Die beiden Enkel krabbeln aufs Küchensofa. Karin trocknet hastig die Spüle ab – es ist doch immer hübscher, wenn die Küche sauber ist, wenn man sich zum Essen hinsetzt. Sie steckt ein paar gebrauchte Messer und Gabeln in den Korb in der Spülmaschine, mit den spitzen Enden nach unten, wie sie es immer macht.
Sten schaut zu, ohne sich hinzusetzen. Karin verzieht den Mund. Gleich wird er wieder sagen, dass sie das Besteck andersrum einordnen soll, damit es richtig sauber wird.
»Die spitzen Enden nach oben«, sagt er prompt. »Damit sie richtig sauber werden.«
»Ich tu sie aber lieber nach unten, dann kann man sich nicht dran wehtun«, erwidert Karin, wie immer.
Er bleibt noch kurz stehen und deutet mit einem Nicken auf die Spülmaschine, halb im Scherz, halb im Ernst.
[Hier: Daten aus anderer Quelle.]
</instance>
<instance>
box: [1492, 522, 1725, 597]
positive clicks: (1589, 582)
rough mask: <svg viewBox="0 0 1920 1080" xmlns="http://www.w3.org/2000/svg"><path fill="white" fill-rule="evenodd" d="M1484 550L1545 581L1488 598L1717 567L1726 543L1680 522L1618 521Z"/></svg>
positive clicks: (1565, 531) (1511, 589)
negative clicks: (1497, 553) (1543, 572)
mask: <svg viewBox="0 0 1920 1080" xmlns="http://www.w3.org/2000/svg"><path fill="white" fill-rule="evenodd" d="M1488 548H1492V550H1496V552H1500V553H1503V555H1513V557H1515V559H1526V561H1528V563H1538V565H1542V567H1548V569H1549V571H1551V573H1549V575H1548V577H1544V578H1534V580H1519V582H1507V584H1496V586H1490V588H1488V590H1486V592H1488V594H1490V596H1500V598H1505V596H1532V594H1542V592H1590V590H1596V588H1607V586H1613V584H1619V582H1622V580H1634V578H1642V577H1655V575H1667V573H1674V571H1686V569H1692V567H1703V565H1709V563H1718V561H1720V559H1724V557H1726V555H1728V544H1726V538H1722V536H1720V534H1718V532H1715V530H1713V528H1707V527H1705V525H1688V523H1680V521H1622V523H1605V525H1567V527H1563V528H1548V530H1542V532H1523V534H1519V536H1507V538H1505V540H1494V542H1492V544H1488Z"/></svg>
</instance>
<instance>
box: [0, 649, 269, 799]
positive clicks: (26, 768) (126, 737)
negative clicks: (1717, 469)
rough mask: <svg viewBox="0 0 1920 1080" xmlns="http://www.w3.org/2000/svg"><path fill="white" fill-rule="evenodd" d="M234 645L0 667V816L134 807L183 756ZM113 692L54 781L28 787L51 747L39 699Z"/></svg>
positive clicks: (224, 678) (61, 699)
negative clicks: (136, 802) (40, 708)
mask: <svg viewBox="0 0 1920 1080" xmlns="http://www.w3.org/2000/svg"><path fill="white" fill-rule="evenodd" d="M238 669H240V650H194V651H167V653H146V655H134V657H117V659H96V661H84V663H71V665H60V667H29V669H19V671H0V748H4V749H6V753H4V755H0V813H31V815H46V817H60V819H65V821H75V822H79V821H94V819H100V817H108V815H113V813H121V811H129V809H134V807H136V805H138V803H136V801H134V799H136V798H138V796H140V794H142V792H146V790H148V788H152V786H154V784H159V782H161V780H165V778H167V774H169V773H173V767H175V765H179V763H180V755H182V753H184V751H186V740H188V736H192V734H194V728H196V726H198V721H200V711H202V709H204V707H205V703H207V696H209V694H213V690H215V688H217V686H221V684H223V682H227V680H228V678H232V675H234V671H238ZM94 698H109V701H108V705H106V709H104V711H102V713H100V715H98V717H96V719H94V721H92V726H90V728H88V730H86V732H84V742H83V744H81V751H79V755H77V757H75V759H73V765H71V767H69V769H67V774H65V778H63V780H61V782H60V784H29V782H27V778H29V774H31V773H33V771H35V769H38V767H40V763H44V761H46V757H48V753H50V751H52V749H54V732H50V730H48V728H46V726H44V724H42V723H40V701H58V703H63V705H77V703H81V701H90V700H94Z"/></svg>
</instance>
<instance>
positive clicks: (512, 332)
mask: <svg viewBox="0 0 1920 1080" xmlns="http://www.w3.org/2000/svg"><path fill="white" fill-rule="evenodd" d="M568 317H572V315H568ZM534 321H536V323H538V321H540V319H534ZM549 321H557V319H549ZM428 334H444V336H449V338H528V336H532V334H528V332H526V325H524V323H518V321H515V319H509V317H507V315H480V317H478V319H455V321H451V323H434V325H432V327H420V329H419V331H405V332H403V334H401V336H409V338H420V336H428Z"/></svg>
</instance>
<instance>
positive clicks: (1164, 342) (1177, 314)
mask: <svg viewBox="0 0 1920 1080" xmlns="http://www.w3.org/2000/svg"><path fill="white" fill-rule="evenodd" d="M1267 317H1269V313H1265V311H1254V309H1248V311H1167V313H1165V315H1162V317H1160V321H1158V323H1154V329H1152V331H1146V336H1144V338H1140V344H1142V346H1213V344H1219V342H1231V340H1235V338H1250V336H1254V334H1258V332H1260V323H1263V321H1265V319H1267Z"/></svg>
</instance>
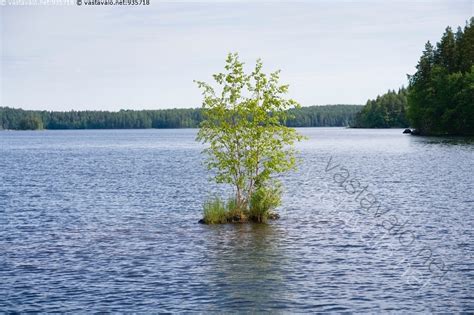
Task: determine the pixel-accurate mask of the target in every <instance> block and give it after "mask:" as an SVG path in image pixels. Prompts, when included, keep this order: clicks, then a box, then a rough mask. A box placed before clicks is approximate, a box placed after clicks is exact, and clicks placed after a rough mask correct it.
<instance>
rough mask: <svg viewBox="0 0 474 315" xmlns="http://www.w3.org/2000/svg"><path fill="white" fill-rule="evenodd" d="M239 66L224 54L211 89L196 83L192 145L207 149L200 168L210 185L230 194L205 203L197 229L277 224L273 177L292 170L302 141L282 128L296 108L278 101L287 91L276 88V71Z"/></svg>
mask: <svg viewBox="0 0 474 315" xmlns="http://www.w3.org/2000/svg"><path fill="white" fill-rule="evenodd" d="M243 65H244V64H243V62H241V61H240V60H239V56H238V54H237V53H234V54H229V55H228V56H227V60H226V65H225V72H224V73H217V74H214V75H213V78H214V80H215V81H216V83H217V85H218V88H217V89H216V88H214V87H213V86H211V85H209V84H207V83H205V82H202V81H197V84H198V86H199V88H201V89H202V94H203V97H204V100H203V106H202V111H203V116H204V119H203V121H202V123H201V124H200V129H199V132H198V135H197V140H198V141H200V142H202V143H204V144H207V148H206V149H205V150H204V153H205V154H206V157H207V159H206V165H207V167H208V169H209V170H211V171H213V172H214V174H215V175H214V178H213V179H214V180H215V181H216V182H217V183H218V184H228V185H231V186H232V187H233V190H234V194H235V195H234V196H233V197H231V198H229V199H228V200H224V199H222V198H220V197H213V198H211V199H209V200H207V201H206V202H205V203H204V217H203V219H202V220H201V221H200V222H202V223H207V224H219V223H241V222H266V221H267V220H268V219H275V218H278V214H277V213H276V212H275V209H276V208H277V207H278V206H279V205H280V204H281V195H282V185H281V183H280V182H279V181H278V180H277V179H276V178H275V175H277V174H280V173H284V172H287V171H289V170H292V169H294V168H295V167H296V157H295V154H296V151H295V150H294V148H293V145H294V143H295V142H296V141H300V140H302V139H303V137H302V136H301V135H299V134H298V133H297V132H296V130H295V129H293V128H290V127H286V126H285V122H286V121H287V119H289V118H291V114H290V113H289V110H290V109H294V108H299V104H298V103H297V102H295V101H294V100H292V99H286V98H285V97H284V95H285V94H286V93H287V92H288V85H281V84H280V83H279V73H280V72H279V71H276V72H273V73H271V74H269V75H266V74H265V73H263V72H262V67H263V64H262V62H261V61H260V60H257V63H256V66H255V69H254V70H253V71H252V72H251V73H250V74H246V73H245V72H244V70H243Z"/></svg>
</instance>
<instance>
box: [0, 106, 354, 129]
mask: <svg viewBox="0 0 474 315" xmlns="http://www.w3.org/2000/svg"><path fill="white" fill-rule="evenodd" d="M361 108H362V106H360V105H327V106H309V107H302V108H299V109H292V110H290V115H289V116H290V117H289V119H288V120H287V121H286V125H287V126H289V127H325V126H327V127H330V126H347V125H349V124H350V122H351V121H352V120H353V119H354V116H355V114H356V113H357V112H358V111H359V110H360V109H361ZM28 115H34V116H37V117H40V118H41V120H42V121H43V124H44V128H45V129H143V128H197V127H198V126H199V124H200V123H201V121H202V119H203V117H202V111H201V109H162V110H142V111H134V110H121V111H119V112H106V111H70V112H47V111H25V110H21V109H13V108H9V107H0V129H13V130H15V129H21V128H20V122H21V120H22V119H24V118H26V117H27V116H28ZM291 116H293V117H291Z"/></svg>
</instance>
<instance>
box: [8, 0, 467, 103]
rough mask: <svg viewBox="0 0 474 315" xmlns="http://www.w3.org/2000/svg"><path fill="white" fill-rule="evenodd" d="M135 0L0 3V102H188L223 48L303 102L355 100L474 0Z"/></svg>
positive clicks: (392, 69)
mask: <svg viewBox="0 0 474 315" xmlns="http://www.w3.org/2000/svg"><path fill="white" fill-rule="evenodd" d="M150 1H151V2H152V4H151V5H150V6H145V7H86V6H84V5H83V6H80V7H78V6H3V7H0V20H1V33H0V36H1V37H0V40H1V44H0V45H1V64H0V79H1V81H0V106H12V107H22V108H25V109H47V110H70V109H75V110H82V109H97V110H98V109H102V110H119V109H122V108H124V109H158V108H171V107H198V106H200V103H201V95H200V92H199V90H198V89H197V87H196V86H195V84H194V83H193V79H199V80H205V81H210V80H211V74H212V73H215V72H217V71H220V70H221V69H222V66H223V61H224V59H225V55H226V54H227V52H231V51H232V52H233V51H237V52H239V53H240V55H241V57H242V59H243V60H244V61H245V62H246V63H247V65H248V66H249V67H250V66H252V64H253V63H254V62H255V59H256V58H258V57H261V58H262V59H263V61H264V65H265V67H266V69H267V70H268V71H271V70H275V69H277V68H279V69H281V70H282V79H283V80H284V82H286V83H289V84H290V96H291V97H293V98H295V99H296V100H297V101H299V102H300V103H301V104H302V105H304V106H309V105H313V104H338V103H339V104H364V103H365V102H366V101H367V99H368V98H374V97H375V96H376V95H377V94H382V93H384V92H385V91H386V90H387V89H397V88H399V87H400V86H401V85H404V84H405V85H406V82H407V80H406V74H407V73H413V72H414V67H415V65H416V63H417V61H418V58H419V56H420V53H421V51H422V50H423V47H424V44H425V42H426V41H427V40H431V41H437V40H438V39H439V38H440V36H441V34H442V33H443V31H444V29H445V27H446V26H447V25H451V26H454V27H456V26H458V25H462V26H464V24H465V21H466V20H467V19H468V18H470V17H471V16H473V15H474V14H473V4H474V0H467V1H463V0H451V1H413V0H412V1H291V2H290V1H265V2H258V1H237V0H235V1H207V2H199V1H180V2H173V1H166V2H165V1H157V0H150Z"/></svg>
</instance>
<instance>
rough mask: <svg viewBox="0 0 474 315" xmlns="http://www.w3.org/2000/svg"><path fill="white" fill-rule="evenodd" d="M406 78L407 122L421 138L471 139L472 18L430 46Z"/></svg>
mask: <svg viewBox="0 0 474 315" xmlns="http://www.w3.org/2000/svg"><path fill="white" fill-rule="evenodd" d="M416 69H417V71H416V73H415V74H414V75H412V76H409V81H410V83H409V86H408V89H409V94H408V111H407V114H408V118H409V119H410V122H411V125H412V127H414V128H416V129H417V131H418V133H420V134H422V135H446V134H449V135H474V17H473V18H471V19H470V21H469V22H468V23H466V26H465V27H464V29H462V28H461V27H458V28H457V30H456V32H453V30H452V29H451V28H450V27H448V28H446V31H445V32H444V34H443V36H442V37H441V40H440V41H439V42H438V43H436V46H433V45H432V44H431V43H430V42H427V43H426V45H425V50H424V51H423V54H422V56H421V57H420V60H419V62H418V65H417V67H416Z"/></svg>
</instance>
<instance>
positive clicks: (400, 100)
mask: <svg viewBox="0 0 474 315" xmlns="http://www.w3.org/2000/svg"><path fill="white" fill-rule="evenodd" d="M407 96H408V91H407V89H405V88H401V89H399V90H398V92H395V90H393V91H390V90H389V91H388V92H387V93H385V94H383V95H382V96H377V98H376V99H374V100H368V101H367V104H366V105H365V106H364V108H363V109H362V110H361V111H360V112H359V113H357V115H356V118H355V120H354V123H353V124H352V125H351V126H352V127H355V128H406V127H408V126H409V122H408V119H407V116H406V107H407Z"/></svg>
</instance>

Karin seufzt leise. Er ist zwar im Unrecht, aber sie dreht das Besteck trotzdem um. Hektor und Valdemar sind ja schon so groß, es ist auch egal. Sten kann seinen Willen haben. Wie immer.
»So, dann wollen wir mal essen«, sagt Sten und wendet sich zum Esstisch. »Wie war denn eure Woche? Also, ich kann euch erzählen …«
Da verstummt er. Im ersten Moment hält Karin es für eine Kunstpause. Doch die Pause dehnt sich zu lang, und sie schaut ihn fragend an.
»Ja?«
Es kommt keine Fortsetzung. Sten ist kreidebleich, seine Augen sind seltsam starr. Er tastet nach Karins Schulter, dann geben die Beine unter ihm nach. Sie versucht, ihn aufzufangen, doch sie ist nicht stark genug, sie kann bloß noch verhindern, dass er mit dem Hinterkopf allzu hart auf den Boden aufkommt, es gibt nur ein dumpfes Geräusch. Dann bleibt er mit offenen Augen auf dem Rücken liegen und blinzelt ein paarmal, ohne etwas zu sagen.
»Sten!«
Karin kniet sich neben ihn und versucht, Augenkontakt mit ihm aufzunehmen, schüttelt ihn leicht an der Schulter. Er antwortet nicht, schließt nur die Augen. Und jetzt sieht sie auch ganz deutlich, dass sein Gesicht auf einer Seite ganz schief und schlaff ist.
Hinter sich und rundherum hört sie Rufe und Schreie, Bewegung überall, Stuhlbeine scharren über den Boden, die anderen stürzen auf sie zu, doch Karin sieht nur ihn. Sie macht ihm den obersten Hemdknopf auf, er ist schwer zu öffnen, und sie muss sich anstrengen, bis er nachgibt, dann tätschelt sie ihm leicht die Wange.
»Sten!«, sagt sie noch einmal, lauter und energischer.
Aber er bleibt einfach leblos auf dem Boden liegen. Karin könnte nicht einmal mit Sicherheit sagen, ob er eigentlich noch atmet.
»Sten!«
Sie schüttelt ihn noch einmal, aber keine Reaktion. Die Kälte steigt in ihr auf, breitet sich durch alle Glieder aus, und irgendwo in weiter Ferne hört sie Fredrika rufen, dass der Notarzt schon unterwegs ist.